Lone Survivor takes a traditional approach: When I die, that’s it. Game over. Back to the title screen to load up my last save; the game just flat out forgets everything I’d done afterward. All the conversations I had, all the items I picked up, all the actions I took…gone.
But I don’t forget. I remember all this stuff. The tired save system forces me to re-experience every decision I made and go back through the all same motions. This unavoidably breaks the flow of the narrative, and for a story-based game, that’s a huge misstep.
This isn’t an unsolved problem in the medium. From Software’s Demon’s Souls and Dark Souls both correct this by using an autosave feature that records every step you take and every choice you make. When you die, you’re sent back to a static node in the level, but all important decisions you made carry with you. Items you found? Permanently collected. Conversations you had? Unerased. Death merely resets the obstacles in your path, not the choices you’ve made.
The end result is an uninterrupted play loop — even with setbacks, the game marches on regardless and flows naturally.
The tragedy here is that Lone Survivor employs an idea in its save method that would fit perfectly with this concept: You record your progress by sleeping in your apartment bed. Instead of seeing the game over screen upon death, it would have been more appropriate to rouse at home and perhaps comment on whether you were really awake or just dreaming. (All the references to sleep — the Sleepy Cat stuffed toy, green and blue sleeping pills, and notable dream sequences — would have certainly supported this narratively quite well).
CONCLUSION
Clearly, Byrne draws heavy inspiration from Silent Hill — most blatantly, he borrows from Akira Yamaoka’s soundscape of scraping machinery and gnashing teeth throughout Lone Survivor.

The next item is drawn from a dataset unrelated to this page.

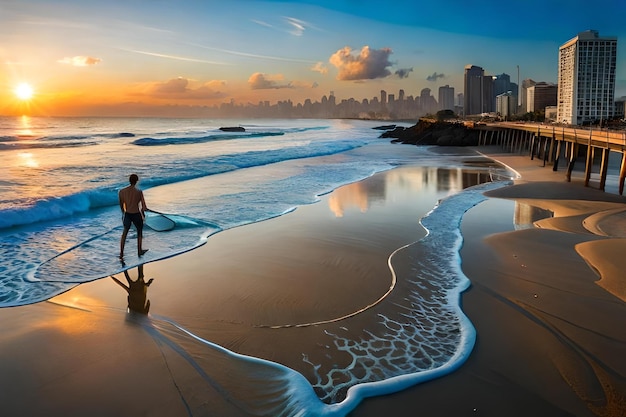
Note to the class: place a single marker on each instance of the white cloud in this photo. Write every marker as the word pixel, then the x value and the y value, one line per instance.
pixel 367 65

More importantly, the game’s best narrative trick — again borrowed from Silent Hill — is its mystery, leaving itself open to interpretation and examination. Who was the Man Who Wears A Box? The Seated Figure? The White-faced Man? Who was the brown-haired girl I held hands with in my dreams? The answers aren’t overtly clear, but I can’t wait to play again to find out.
Score: 89/100
Lone Survivor released on March 27, 2012 for PC.